Mengingat kebanyakan orang tidak punya waktu, uang, atau kemampuan untuk menghadiri center, ini membuat program tersebut sebagian besar tidak dapat diakses.
Sulit dirawat
Diet Pritikin mencakup daftar besar makanan yang harus dihindari, termasuk banyak makanan yang biasanya dimakan setiap hari.
Ini menyisakan sedikit ruang untuk fleksibilitas, dan beberapa orang mungkin merasa diet ini sulit diikuti dalam jangka panjang.
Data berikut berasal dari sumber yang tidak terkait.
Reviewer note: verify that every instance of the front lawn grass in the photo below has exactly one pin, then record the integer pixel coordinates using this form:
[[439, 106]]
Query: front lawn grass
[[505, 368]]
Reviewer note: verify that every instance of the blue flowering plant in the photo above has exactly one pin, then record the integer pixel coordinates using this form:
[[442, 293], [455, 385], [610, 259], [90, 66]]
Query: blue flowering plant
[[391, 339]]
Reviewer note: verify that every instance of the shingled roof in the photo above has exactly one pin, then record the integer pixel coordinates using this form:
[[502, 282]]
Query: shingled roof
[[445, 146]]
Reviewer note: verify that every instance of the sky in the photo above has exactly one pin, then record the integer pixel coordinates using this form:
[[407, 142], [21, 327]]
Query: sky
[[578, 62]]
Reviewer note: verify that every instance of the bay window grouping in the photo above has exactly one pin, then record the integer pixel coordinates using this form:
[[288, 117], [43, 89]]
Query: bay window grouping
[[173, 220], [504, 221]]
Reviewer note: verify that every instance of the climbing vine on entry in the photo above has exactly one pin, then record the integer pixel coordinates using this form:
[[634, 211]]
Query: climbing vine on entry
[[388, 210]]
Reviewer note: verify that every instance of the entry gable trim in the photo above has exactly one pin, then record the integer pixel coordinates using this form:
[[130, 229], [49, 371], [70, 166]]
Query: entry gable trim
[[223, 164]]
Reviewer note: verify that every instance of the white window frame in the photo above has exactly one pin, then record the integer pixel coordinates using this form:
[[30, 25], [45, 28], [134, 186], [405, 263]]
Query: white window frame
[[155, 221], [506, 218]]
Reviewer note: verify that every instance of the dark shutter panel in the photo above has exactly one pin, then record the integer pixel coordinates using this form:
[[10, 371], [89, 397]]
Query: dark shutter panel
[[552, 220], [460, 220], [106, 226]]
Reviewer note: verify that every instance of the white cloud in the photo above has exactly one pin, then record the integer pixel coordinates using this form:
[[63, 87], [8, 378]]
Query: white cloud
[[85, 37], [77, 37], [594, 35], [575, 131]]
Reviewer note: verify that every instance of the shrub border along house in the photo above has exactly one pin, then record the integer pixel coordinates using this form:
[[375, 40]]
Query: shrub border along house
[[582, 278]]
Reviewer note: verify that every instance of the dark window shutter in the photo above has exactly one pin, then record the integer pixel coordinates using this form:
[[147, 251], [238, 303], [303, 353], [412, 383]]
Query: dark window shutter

Itu juga mengabaikan aspek lain dari makan seperti tradisi, budaya, perayaan, dan kenikmatan rasa.
Perubahan gaya hidup positif paling berhasil ketika seseorang termotivasi, menemukan kesenangan dalam perilaku baru, dan percaya mereka dapat mempertahankannya dalam jangka panjang.
Mengingat banyaknya pembatasan makanan yang dipadukan dengan komitmen waktu yang besar untuk berolahraga, ini mungkin tidak memotivasi atau berkelanjutan untuk semua orang.